Who made your fabrics?
Do you know where the fabrics you sew your clothes in come from, and why it's so important to know? We take a closer look at textile production and talk about our supply chain.
Who Made My Fabric?
The campaign "Who Made My Clothes" was started by the organization Fashion Revolution in the wake of the Rana Plaza collapse that occurred in Bangladesh in 2013. The campaign was to shine a light on the global clothing industry's value chain and make it more open and ethically responsible, and help create better working conditions for textile workers.
Fashion Revolution has recently expanded its work with the "Who Made My Fabric" campaign, to ensure even better transparency and accountability in the clothing and textile industry.
Why is this so important?
At Rana Plaza, thousands of people worked sewing clothes for Western countries for very little money. Over 1,100 of them died and more than twice as many were injured when the building collapsed. This accident could have been avoided, as the management was aware of the poor condition of the building, but pushed the workers to continue working to reach "deadline". Textile workers in Bangladesh and other disadvantaged countries have a lot of competition for the jobs, and Western countries that have their textiles produced there push prices down so that wages are very low. We who trade textiles and clothing do not want to contribute to creating these poor working conditions, but when we do not know where it is produced it is difficult to avoid. By demanding that clothing brands and suppliers make their supply chains public, we can gain more insight into production and make it more difficult to run the textile industry unethically.
What can I do?
To contribute to the campaigns, you can ask clothing brands, textile stores and manufacturers where they get their goods from - where the clothes are produced, where the fabrics are produced and where the fibers are grown. All these links should be traceable, but there is still little information available.

Where do our fabrics come from?
In a sustainable textile industry, it is not only important which materials a fabric or garment is made of, we also have a social responsibility. One of the most important things for us when we select fabrics for Indigo is to know how the fabric is produced. In the best case, we find fabrics that have a completely open production line from fiber to finished fabric - then we know where, for example, the cotton is grown and spun, and who has woven the fabric and possibly dyed it.
It is not always so easy to trace, and often the labeling on textiles can be misleading. It is often just "the finisher" who stands as producer, but it is not necessarily these who have woven the fabric. The fabric may be woven in one place, dyed in another and washed or given another form of finishing in a final place, and then this is often listed as the origin of the fabric. Our goal is to be able to trace the entire production line of all the textiles we sell, be open about this, and in that way be able to contribute to making the clothing industry more ethically responsible and sustainable.
We buy as much fabric as we can directly from the country of origin when possible, in order to reduce transport emissions. Since we are a small shop, it is not always possible due to the scale in which the manufacturers often sell, so we have to go through a supplier. Below you can see an overview of where our fabrics travel before they reach you.

Our supply chain
India (Handwoven Fabrics) – Direct. Here we get fabrics from an Indian supplier who works directly with the weavers and can trace the fabrics right down to each worker. The cotton is also grown locally.
The Netherlands (Woven wool) – Direct. We have just brought in wool fabric and wadding that is locally produced and traceable all the way back to the sheep!
Lithuania (Flax) – Indirect via England, but also somewhat direct, and here the aim is to get more directly from the producer who uses locally grown flax.

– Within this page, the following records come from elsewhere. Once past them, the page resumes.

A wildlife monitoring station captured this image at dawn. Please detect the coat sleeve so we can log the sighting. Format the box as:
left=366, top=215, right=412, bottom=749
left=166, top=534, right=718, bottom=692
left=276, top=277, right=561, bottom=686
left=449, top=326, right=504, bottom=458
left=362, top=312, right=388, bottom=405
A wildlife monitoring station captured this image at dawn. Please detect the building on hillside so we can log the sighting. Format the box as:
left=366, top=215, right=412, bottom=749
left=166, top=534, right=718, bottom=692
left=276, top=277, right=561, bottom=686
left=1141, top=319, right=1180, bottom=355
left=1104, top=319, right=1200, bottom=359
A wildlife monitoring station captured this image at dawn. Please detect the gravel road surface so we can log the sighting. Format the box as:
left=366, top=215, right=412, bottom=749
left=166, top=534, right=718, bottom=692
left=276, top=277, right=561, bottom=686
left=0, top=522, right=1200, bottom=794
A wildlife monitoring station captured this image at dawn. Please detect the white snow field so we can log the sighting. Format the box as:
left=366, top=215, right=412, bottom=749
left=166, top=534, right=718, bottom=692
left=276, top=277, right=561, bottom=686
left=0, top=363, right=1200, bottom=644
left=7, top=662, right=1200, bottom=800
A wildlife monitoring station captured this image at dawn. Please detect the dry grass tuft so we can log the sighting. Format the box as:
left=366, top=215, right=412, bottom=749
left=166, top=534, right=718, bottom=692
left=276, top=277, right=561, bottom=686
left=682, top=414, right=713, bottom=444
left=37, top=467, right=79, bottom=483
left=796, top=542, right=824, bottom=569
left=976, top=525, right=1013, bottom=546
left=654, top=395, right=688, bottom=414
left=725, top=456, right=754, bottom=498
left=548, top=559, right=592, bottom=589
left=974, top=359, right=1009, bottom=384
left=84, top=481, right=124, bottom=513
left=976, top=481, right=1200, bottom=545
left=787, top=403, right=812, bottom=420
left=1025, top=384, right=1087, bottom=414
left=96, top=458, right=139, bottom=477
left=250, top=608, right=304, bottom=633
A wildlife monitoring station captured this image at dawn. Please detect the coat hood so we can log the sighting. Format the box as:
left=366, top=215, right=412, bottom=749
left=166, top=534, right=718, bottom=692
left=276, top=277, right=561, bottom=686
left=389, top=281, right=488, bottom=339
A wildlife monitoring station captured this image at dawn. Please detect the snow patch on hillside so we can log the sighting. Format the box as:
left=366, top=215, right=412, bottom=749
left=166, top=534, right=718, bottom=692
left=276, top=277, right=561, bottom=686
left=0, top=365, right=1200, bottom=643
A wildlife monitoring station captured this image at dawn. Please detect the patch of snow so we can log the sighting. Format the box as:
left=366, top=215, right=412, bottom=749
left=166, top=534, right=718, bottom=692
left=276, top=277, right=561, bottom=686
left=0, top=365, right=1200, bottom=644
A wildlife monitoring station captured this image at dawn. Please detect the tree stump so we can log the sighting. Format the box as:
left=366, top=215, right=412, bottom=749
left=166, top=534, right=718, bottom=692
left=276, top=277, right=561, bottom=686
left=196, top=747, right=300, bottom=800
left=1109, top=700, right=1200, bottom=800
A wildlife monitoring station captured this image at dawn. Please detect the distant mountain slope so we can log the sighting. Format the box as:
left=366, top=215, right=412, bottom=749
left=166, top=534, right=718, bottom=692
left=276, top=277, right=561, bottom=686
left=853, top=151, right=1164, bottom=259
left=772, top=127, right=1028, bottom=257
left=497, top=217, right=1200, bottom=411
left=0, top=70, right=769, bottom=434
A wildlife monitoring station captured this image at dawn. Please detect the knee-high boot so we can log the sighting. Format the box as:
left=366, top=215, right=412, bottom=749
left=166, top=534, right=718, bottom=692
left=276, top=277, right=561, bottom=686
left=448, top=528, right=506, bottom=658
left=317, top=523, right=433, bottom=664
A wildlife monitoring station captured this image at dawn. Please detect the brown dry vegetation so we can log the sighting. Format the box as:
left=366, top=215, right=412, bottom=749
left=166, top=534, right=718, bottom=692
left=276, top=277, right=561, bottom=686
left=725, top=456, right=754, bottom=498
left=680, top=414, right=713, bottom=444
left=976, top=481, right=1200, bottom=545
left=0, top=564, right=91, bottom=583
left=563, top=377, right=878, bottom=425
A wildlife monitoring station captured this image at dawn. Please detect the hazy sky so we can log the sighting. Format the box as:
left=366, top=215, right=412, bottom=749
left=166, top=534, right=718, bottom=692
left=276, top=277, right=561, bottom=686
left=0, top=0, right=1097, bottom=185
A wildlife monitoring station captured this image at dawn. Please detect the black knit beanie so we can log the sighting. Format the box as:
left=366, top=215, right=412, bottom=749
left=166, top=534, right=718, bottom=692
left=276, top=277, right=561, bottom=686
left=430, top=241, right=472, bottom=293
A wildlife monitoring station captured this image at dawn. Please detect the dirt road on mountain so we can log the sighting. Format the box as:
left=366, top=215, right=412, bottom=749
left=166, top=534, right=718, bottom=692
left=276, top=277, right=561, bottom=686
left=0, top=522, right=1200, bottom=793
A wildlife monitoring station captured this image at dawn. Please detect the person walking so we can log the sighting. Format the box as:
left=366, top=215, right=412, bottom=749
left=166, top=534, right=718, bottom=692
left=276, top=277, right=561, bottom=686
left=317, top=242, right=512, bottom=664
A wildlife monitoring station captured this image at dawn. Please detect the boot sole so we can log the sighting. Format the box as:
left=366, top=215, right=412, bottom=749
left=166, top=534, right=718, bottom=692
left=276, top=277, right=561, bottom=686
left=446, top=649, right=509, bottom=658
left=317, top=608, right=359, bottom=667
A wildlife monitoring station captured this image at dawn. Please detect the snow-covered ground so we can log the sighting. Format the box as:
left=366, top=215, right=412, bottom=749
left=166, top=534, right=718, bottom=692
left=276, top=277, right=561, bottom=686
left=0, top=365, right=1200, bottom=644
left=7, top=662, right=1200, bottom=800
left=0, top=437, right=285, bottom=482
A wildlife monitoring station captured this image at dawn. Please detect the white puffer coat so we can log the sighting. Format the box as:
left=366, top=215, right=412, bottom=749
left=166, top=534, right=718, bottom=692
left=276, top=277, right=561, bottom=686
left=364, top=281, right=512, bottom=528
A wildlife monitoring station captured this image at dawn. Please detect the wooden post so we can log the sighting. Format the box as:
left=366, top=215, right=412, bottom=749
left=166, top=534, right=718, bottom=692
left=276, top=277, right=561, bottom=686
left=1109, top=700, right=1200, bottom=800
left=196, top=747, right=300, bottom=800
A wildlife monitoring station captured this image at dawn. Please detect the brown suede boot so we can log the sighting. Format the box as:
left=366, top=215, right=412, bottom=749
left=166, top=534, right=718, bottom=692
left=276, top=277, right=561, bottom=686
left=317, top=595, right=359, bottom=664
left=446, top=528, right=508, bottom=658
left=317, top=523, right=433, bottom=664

Turkey (GOTS certified organic cotton) – Indirect, via the Netherlands, Switzerland or England. Turkey is one of the largest producers of certified organic cotton, and with a factory and plantation in the same country, the fabrics are as short-hauled as you can get cotton in Europe.
Japan (Indigo-dyed and other Japanese fabrics) - Direct. When we are looking for something very special, we usually find it in Japan. They have long textile and craft traditions, and produce textiles of high quality. We have a real sense of the style of clothing and the textiles that come from there, they often have a special texture or finish, and colors that are hard to find elsewhere. The cotton is usually grown in India, while the silk is produced locally (in the fabrics we have, recycled silk is used).
China (Hamp) – Indirect via the Netherlands. We are very fond of hemp textiles, and China has long traditions with the plant as a medicinal herb and still grows hemp locally, also for textile production.
Finland (Knitted wool) – Direct. The wool they use is Argentinian and is spun in Italy.